Solvability of Dirichlet boundary value problems governed by non-monotone differential operators
Francesca Anceschi, Cristina Marcelli, Francesca Papalini
TL;DR
This work develops existence results for Dirichlet boundary value problems governed by potentially non-monotone differential operators of the form $(\Phi(k(t)x'))' = f(t,x,x')$, under mild compatibility conditions between the right-hand side and boundary data. Existence is obtained via a fixed-point approach on an auxiliary problem with controlled right-hand side and a truncation argument that handles non-monotonicity; the framework covers monotone, singular, and bounded $\Phi$, and yields heteroclinic solutions on the half-line. The authors illustrate the approach with several examples, including Perona–Malik diffusion, sine-type diffusions, the $r$-Laplacian and mean curvature-type operators, showing solvability without Nagumo-type conditions. On the half-line, they prove heteroclinic existence through a limiting procedure on finite intervals, leveraging Dunford–Pettis compactness.
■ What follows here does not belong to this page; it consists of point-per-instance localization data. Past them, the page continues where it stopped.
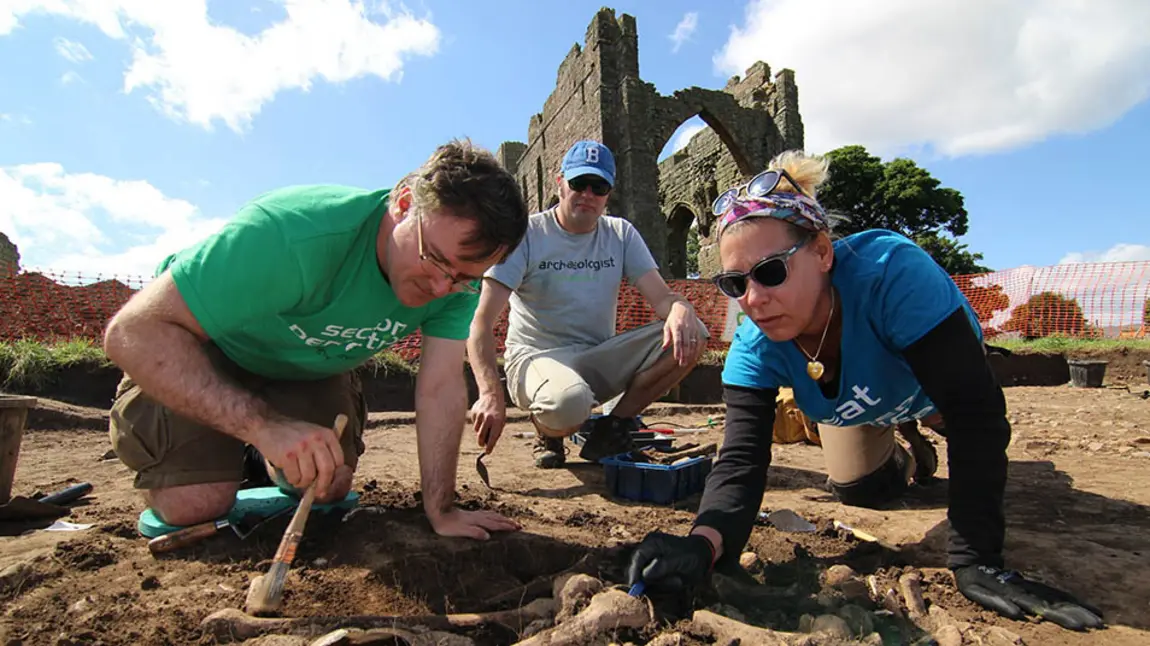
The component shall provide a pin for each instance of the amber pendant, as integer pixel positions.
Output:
(814, 369)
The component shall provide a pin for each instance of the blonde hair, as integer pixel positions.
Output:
(810, 171)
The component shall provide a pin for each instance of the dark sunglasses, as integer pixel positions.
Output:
(598, 185)
(769, 272)
(761, 184)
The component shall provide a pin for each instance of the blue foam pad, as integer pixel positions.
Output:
(260, 501)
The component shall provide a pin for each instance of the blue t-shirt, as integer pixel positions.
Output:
(891, 293)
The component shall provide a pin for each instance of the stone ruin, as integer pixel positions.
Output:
(600, 95)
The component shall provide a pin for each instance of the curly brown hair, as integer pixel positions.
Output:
(469, 182)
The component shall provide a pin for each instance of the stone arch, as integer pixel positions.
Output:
(679, 225)
(600, 94)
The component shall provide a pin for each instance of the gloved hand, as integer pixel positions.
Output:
(669, 561)
(1010, 594)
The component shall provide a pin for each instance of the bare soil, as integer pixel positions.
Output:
(1078, 517)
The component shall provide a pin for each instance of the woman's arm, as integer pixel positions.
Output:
(734, 490)
(950, 363)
Overall, the results unify solvability for a broad class of nonlinear ODEs with non-monotone operators and have potential applications in image processing and nonlinear diffusion models.
Abstract
We prove existence results for Dirichlet boundary value problems for equations of the type \begin{align*} \left( Φ(k(t) x'(t) ) \right)' = f(t, x(t) , x'(t) ) \qquad \text{for a.e. } t \in I:=[0,T] , \end{align*} where $Φ: J \to \mathbb{R} $ is a generic possibly non-monotone differential operator defined in a open interval $J\subseteq \mathbb{R}$, $k:I \to \mathbb{R}$, $k$ is measurable with $k(t) >0$ for a.e. $t \in I$ and $f: \mathbb{R}^3 \to \mathbb{R}$ is a Carathéodory function. Under very mild assumptions, we prove the existence of solutions for suitably prescribed boundary conditions, and we also address the study of the existence of heteroclinic solutions on the half-line $[0,+\infty)$.